Puis ensemencer 35 microlitres de dômes matriciels dans une plaque de 24 puits et laisser le dôme se solidifier. Ajouter le milieu contenant l’inhibiteur de rho kinase et le médicament de choix. Effectuer un journal 10 incrémentiel pour déterminer la concentration inhibitrice à moitié maximale à l’aide du véhicule dans lequel le médicament a été dissous comme un contrôle.
Rafraîchissez le milieu tous les deux à trois jours et analysez les organoïdes le septième jour pour déterminer la réponse pharmacologique au médicament en effectuant un test de viabilité cellulaire tel que décrit dans le manuscrit. Pour plaquer les fragments organoïdes sans trypsinisation, utilisez une pipette Pten00 pour aspirer le milieu et la pipette de haut en bas pour perturber la matrice membranaire du sous-sol. Lorsque la matrice est complètement perturbée, transférer la suspension dans un tube conique de 15 millilitres et une centrifugeuse à 300 fois g pendant cinq minutes.
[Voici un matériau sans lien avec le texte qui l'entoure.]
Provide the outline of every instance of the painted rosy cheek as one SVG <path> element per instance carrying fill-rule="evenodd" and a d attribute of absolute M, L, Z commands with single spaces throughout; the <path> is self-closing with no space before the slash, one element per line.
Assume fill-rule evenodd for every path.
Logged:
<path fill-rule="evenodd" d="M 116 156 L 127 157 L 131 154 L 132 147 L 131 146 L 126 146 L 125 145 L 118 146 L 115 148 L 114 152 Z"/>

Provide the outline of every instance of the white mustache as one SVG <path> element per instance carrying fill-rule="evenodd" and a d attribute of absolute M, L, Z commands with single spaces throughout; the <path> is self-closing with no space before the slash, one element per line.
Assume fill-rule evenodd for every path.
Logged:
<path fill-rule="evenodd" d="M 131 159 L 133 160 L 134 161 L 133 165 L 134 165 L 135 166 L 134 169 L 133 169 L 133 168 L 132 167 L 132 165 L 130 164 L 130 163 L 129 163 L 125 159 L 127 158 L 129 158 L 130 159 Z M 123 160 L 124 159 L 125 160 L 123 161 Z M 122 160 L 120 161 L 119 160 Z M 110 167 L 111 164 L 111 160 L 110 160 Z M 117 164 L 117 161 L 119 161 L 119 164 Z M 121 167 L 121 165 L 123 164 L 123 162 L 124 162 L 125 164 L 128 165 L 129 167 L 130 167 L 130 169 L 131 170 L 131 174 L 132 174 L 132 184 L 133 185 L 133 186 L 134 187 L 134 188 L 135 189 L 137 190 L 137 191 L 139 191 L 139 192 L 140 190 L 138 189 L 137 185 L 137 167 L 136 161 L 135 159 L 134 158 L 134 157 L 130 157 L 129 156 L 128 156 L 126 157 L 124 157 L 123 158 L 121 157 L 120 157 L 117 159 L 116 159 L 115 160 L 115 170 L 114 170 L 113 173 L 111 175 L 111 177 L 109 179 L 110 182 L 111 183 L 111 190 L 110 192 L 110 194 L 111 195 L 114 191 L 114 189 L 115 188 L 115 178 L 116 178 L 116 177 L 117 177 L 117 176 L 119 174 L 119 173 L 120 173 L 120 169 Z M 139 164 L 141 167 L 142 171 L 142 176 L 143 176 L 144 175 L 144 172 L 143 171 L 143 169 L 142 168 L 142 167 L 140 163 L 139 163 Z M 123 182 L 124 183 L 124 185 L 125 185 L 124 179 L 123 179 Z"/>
Aspirer le supernatant et ajouter cinq millilitres de PBS. Après le lavage, resuspendez les organoïdes en un millilitre de PBS et perturbez les organoïdes par trituration avec une pipette pasteur en verre. Quantifier le nombre de fragments organoïdes et de graines cinq répliques avec 100 fragments comme décrit précédemment.
Sept jours plus tard, effectuer un test de viabilité cellulaire selon les instructions manuscrites. Les cellules basales de prostate de type sauvage ont démontré la formation organoïde supérieure comparée aux cellules luminales. Une augmentation mineure de la formation organoïde a été réalisée avec crispr-Cas9-2000 perte de Pten ou P53 et la perte des deux capacités de formation accrues.
Les effets des molécules anti androgènes sur la croissance ont été testés chez des organoïdes murins avec différents génotypes. La perte de P53 n’a pas causé de résistance aux molécules anti androgènes, mais la perte de Pten a augmenté la résistance. La double perte de P53 et de Pten, cependant, a eu comme conséquence la résistance complète.
L’inhibition des récepteurs androgènes a également modifié les phénotypes. Les organoïdes supprimés de type sauvage Pten et P53 ont démontré la diminution de la taille organoïde de lumen tandis que les organoïdes avec la perte de Pten et de P53 étaient phénotypiquement inchangés. Comme prévu, lorsque ces cellules ont été greffées sous-cutanée dans le flanc, seuls les organoïdes Pten et P53 doublement supprimés ont grandi.
Deux organoïdes distincts de cancer de la prostate humains MSKPCA2 et MSKPCA3 ont été examinés pour leur réponse aux molécules anti-androgènes. La prolifération des organoïdes MSKPCA2 a été fortement inhibée tandis que les organoïdes MSKPCA3 sont restés inchangés. MSKPCA2 a exprimé des niveaux élevés de récepteurs androgènes et FKBP5 ainsi que des protéines luminales caractéristiques.
MSKPCA3 a également exprimé des marqueurs basaux et mésenchymaux et n’a montré aucune expression de FKBP5 suggérant que ces organoïdes modélisent un phénotype non-luminal androgène-indépendant. Les organoïdes doivent être perturbés périodiquement soit par trypsinisation, soit par trituration avec une pipette en verre afin de rester viables. La fréquence dépend de l’origine et du génotype des espèces.
N’importe quel type d’expérience de séquençage ou de protéomique de prochaine génération peut être effectué selon les procédures décrites. Ces expériences étudieraient la base moléculaire des phénotypes et des réponses pharmacologiques. Cette technique tridimensionnelle de culture organoïde permet aux chercheurs d’étudier in vitro les réponses pharmacologiques dans un contexte génétique hautement contrôlé.
Cela peut être une alternative fiable à de longues études in vivo.